Gabe drew in an audible breath, the pink tip of his tongue caught between his teeth. “So you have some...experience,” he said, with a tentativeness that made it all too clear about what it was he really wanted from her.
Blue snatched away her hand. “Are you kidding me?”
“No, hear me out. Just until we work something out with a professional.”
She laughed. “Right. So in the meantime an amateur will do? Have you forgotten how well that worked out last time? She gave me the goddamn slip and drove to Miami.”
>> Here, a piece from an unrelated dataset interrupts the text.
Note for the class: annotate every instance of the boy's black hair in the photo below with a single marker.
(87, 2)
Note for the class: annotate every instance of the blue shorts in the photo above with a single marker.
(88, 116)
“I know that,” he said. “But she
likes
you. She likes having young people around her - always has done. Besides, do you really want to stay in that sweatbox hotel room listening to that waitress bang her way through the Keys all summer? Please, Blue. You’d be doing me such a favor.”
She was on the verge of telling him where to stick it when Gloria came back in, her arms piled high with several - thankfully empty - mason jars. Gabe stepped in to help her set them down and she squinted suspiciously through her cataracts at him. “What are you kids conspiring about?” she asked, making Blue wonder if this had been how she’d been before the Alzheimer’s. If the disease had blunted her edge she must once have been sharp enough to draw blood.